You'll need a pandas dataframe with exactly 3 columns: users, items and ratings, e.g.:

```python
import pandas as pd
from random import choice

train = pd.DataFrame(
    {
    "users": [f"user{choice(list(range(5)))}" for _ in range(100)],
    "items": [f"item{choice(list(range(10)))}" for _ in range(100)],
    "ratings": [choice(list(range(1, 6))) for _ in range(100)]
    }
)

test = pd.DataFrame(
    {
    "users": [f"user{choice(list(range(5)))}" for _ in range(50)],
    "items": [f"item{choice(list(range(10)))}" for _ in range(50)],
    "ratings": [choice(list(range(1, 6))) for _ in range(50)]
    }
)

```

### Setup

```python

from mmsbm import MMSBM

# Initialize the MMSBM class:
mmsbm = MMSBM(
    user_groups=2,
    item_groups=4,
    iterations=500,
    sampling=5,
    seed=1,
)
```

### Fit models

In here you have two options, a simple fit where we run "sampling" times the fitting algorithm and return the results
for all runs, you are then in charge of choosing the best one. 

```python
mmsbm.fit(train)
```

The other option is the cv_fit (cross-validated fit) function, whereby we split the input data in "folds" number of folds
and run the fitting in each one and test on the excluded fold. We then return all the 
samplings of the best performing model. The function returns a list of the accuracies for 
each fold so that you can get confidence intervals on them.

```python
accuracies = mmsbm.cv_fit(train, folds=5)
```

### Prediction

Once the model is fitted, we can predict on test data. The function predict returns
the prediction matrix (the probability of each user to belong to each group) as a numpy array.

```python
pred_matrix = mmsbm.predict(test)
```

### Score

Finally, you can get statistics about the goodness of fit and other parameters of the model, 
as well as the computed objects: the theta matrix, the eta matrix and the probability distributions.

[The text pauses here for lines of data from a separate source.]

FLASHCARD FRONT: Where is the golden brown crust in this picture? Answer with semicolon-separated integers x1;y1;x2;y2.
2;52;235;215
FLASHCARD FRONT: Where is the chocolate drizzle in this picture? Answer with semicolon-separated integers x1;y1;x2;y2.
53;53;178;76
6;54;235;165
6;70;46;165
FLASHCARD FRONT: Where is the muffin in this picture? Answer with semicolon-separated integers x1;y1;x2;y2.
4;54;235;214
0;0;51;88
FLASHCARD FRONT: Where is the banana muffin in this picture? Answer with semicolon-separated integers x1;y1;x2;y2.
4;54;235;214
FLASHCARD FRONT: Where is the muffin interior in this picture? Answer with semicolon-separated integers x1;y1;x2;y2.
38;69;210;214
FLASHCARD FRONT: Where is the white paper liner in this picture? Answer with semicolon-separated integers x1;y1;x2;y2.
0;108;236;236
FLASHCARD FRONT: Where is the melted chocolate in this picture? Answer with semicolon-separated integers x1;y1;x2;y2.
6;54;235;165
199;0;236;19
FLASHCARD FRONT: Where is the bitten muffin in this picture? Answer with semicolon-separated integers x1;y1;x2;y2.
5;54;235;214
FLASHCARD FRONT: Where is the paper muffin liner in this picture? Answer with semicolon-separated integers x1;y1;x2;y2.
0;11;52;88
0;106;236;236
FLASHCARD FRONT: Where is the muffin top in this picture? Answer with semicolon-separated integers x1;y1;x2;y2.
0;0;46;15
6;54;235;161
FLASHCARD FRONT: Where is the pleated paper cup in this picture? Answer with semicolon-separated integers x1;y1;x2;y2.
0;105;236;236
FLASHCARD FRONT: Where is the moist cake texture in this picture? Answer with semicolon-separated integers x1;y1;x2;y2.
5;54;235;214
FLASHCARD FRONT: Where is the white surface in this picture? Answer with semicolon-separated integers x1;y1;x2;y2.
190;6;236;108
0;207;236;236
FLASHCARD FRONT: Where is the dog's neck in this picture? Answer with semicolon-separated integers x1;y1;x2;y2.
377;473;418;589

The function score returns a dictionary with two sub-dictionaries, one for statistics about the model (called "stats") and 
the other one with the computed objects (called "objects").

```python
results = mmsbm.score()
```

## Performance

Each iteration takes a little about half a second in an Intel i7. This means that a
500 iteration runs takes around 4 minutes. The computation is vectorized, so, as 
long as you don't go crazy with the number of observations, the time should be 
approximately the same regardless of training set size. It is also parallelized 
over sampling, so, as long as you choose less sampling than number of cores, 
you should have approximately the same performance  regardless of training set 
size and sampling number.

## Tests

To run tests do the following:

```
python -m pytest tests/*
```


## TODO

- Progress bars are not working for jupyter notebooks.
- Include user_groups and item_groups optimization procedure.
- The cv_fit test is not working on travis.

## Contributing
Pull requests are welcome. For major changes, please open an issue first to discuss what you would like to change.

Please make sure to update tests as appropriate.

# References
[1]: Godoy-Lorite, Antonia, et al. "Accurate and scalable social recommendation 
using mixed-membership stochastic block models." Proceedings of the National 
Academy of Sciences 113.50 (2016): 14207-14212.